Logo, aquela mesma pessoa não se permitiu comer nenhum chocolate e comeu 2 bombons, de novo, isto não é uma compulsão.


Não deixe que a preocupação e a ansiedade se sobreponham a este momento de reflexão, ou em família. Para os aflitos de plantão, aí vão algumas sugestões:
  • No dia a dia, evite comprar caixas de chocolates e barras grandes. Compre pequenas quantidades de chocolate (um tablete pequeno, ou 1 trufa...) quando tiver vontade.
  • Na Páscoa, caso compre ou ganhe grande quantidade de chocolate, existem algumas opções:

1- Divida com amigos e familiares.
2- Pegue apenas a quantidade que for comer e guarde o resto.
3- Deixe os chocolates/bombons fracionados em saquinhos ou potinhos.
4- Se a vontade de devorar o ovo todo ou a caixa toda for muito grande, guarde em um local de difícil acesso (num armário bem alto, por exemplo), ou no escritório, no trabalho e leve pra casa apenas a quantidade a ser consumida no dia.
  • Lembra do paradoxo francês? Procure comer devagar, sinta o sabor e perceba como derrete na boca. Isso ajuda a satisfazer melhor.

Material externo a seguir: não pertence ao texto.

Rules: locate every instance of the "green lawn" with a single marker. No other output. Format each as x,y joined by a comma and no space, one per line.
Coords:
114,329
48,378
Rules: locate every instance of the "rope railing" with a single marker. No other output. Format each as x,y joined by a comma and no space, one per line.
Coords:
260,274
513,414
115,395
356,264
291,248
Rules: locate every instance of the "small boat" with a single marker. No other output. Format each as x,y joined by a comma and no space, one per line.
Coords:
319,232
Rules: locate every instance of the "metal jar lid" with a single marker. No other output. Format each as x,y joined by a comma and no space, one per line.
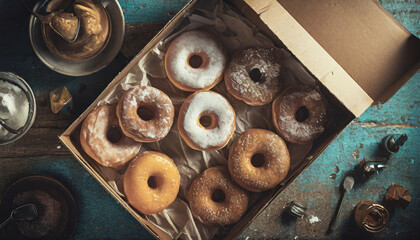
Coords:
371,216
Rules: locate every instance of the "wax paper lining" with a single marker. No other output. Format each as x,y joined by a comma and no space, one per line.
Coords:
235,33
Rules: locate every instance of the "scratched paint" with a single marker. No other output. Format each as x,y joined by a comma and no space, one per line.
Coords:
313,188
150,10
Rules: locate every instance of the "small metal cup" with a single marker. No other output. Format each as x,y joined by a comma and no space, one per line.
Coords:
18,81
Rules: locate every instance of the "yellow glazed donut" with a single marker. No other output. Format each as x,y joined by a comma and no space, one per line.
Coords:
195,60
258,160
206,121
101,138
151,182
215,199
145,113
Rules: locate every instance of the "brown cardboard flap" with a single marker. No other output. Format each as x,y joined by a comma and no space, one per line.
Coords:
366,40
312,55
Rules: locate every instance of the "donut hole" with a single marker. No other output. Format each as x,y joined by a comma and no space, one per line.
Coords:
205,121
152,182
114,134
195,61
255,75
218,196
145,113
302,114
257,160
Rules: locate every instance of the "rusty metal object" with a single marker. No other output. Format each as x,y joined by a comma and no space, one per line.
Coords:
59,98
296,209
397,196
371,216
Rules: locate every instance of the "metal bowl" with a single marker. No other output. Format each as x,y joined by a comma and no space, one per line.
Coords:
89,66
41,184
16,80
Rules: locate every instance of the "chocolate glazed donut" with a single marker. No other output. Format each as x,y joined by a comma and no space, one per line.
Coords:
300,114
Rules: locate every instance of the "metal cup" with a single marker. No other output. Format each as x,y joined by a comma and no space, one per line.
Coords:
18,81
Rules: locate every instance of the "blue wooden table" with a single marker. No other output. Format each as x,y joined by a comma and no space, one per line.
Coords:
101,217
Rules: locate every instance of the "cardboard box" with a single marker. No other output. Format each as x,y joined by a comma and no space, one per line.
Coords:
356,49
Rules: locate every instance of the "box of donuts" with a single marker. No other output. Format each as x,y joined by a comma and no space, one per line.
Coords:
230,102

1 ovo, 2 ovos, 3 ovos... Com o preço dos ovos, se você ganhar tudo isso, considere-se sortudo, isso sim!

Boa Páscoa!


Referências:

American Psychiatric Association [Internet]. DSM-V. [acesso em 2014 Apr 14]. Disponível em: http://www.dsm5.org/Pages/Default.aspx

Eating Mindfully [Internet]. [acesso em 2014 Apr 11]. Disponível em: http://eatingmindfully.com


Philippi, ST et al. Pirâmide alimentar adaptada: guia para escolha dos alimentos. Rev. Nutr.,  Campinas,  v. 12,  n. 1, abr.  1999.